The reason that it is impossible to draw the figure without picking up your pencil/redrawing over some lines is, as athin said, because there are more than two vertices with an odd number of "paths" leading to that vertex.

Here's why that is the case:

Imagine that a shape like the letter Y is in the image. The center of the Y is a vertex with three paths coming to it. In the presented problem, if the pencil passes through the point at the center of Y, it will cover exactly two paths. That leaves one path, still to be covered, that leads to nowhere. If all three paths are to be used, the center of the Y must be a starting or ending point in the solution. There is no other way to reach all three paths. The properties of Y discussed apply to any vertex with an odd number of paths leaving it.

Now picture an

X. Do you see how the point at the center of it has an even number (4) of paths that lead to it. This means that the pencil in the question can pass through X and leave 2 paths, allowing the pencil to pass through X yet again without stopping. This applies for all even numbers in the same way that Y's properties apply to all odd numbers - take an *, for example. See how it has an even number (6) of paths leading to it? The pencil can pass through once, leaving 4 paths, which we just showed can be passed through without stopping.

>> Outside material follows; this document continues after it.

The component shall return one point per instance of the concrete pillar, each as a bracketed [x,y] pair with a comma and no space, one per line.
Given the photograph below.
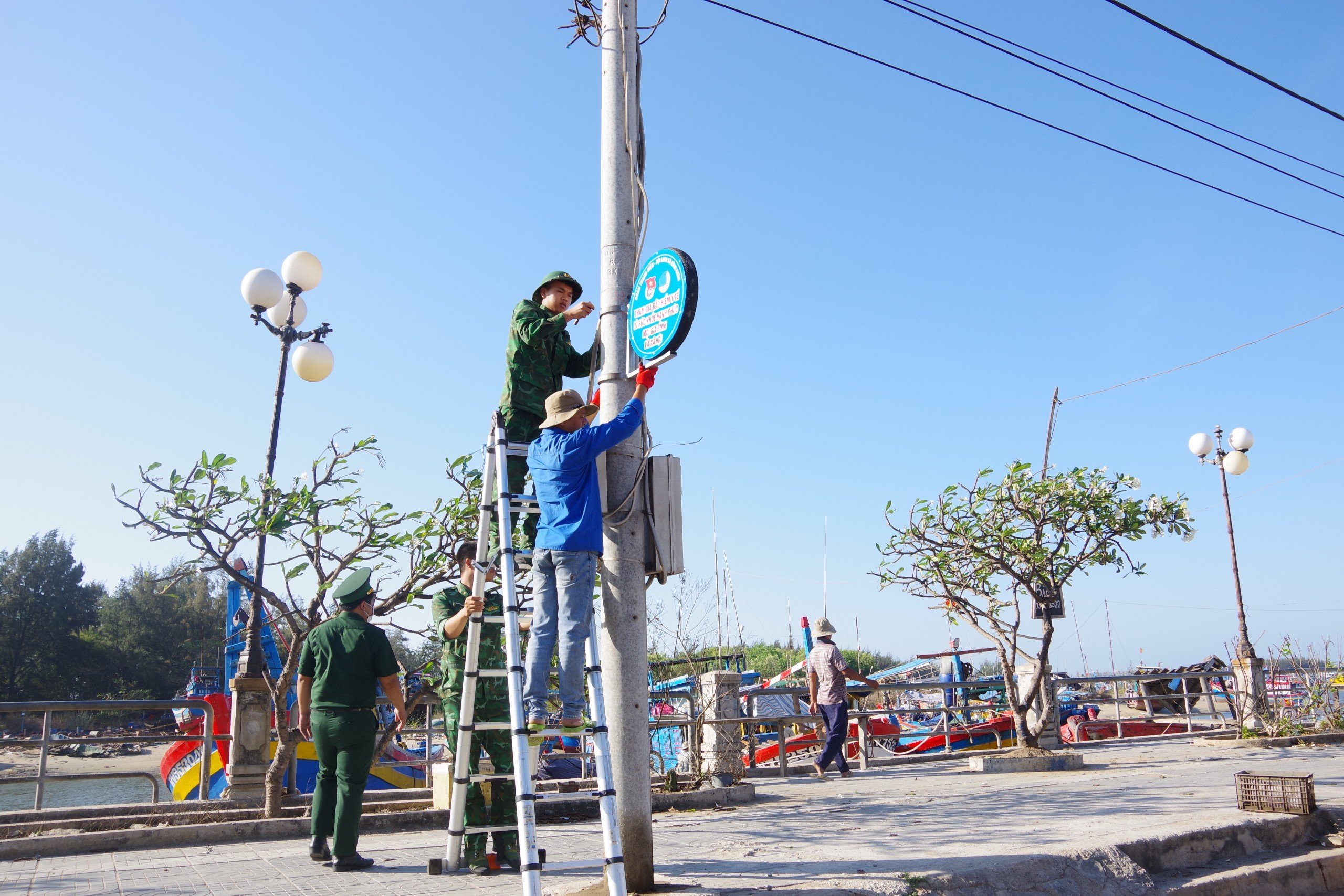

Bringing this all together,

Any vertex with an odd number of paths leading to it must be an ending or beginning point for the pencil. There can only be one beginning and one ending. Thus, as athin said, having more than two vertices with an odd number of paths results in a figure that is impossible to draw with one continuous stroke. Your figure has 8 vertices with an odd number of paths, and as I'm sure you are aware, 8 is more than 2.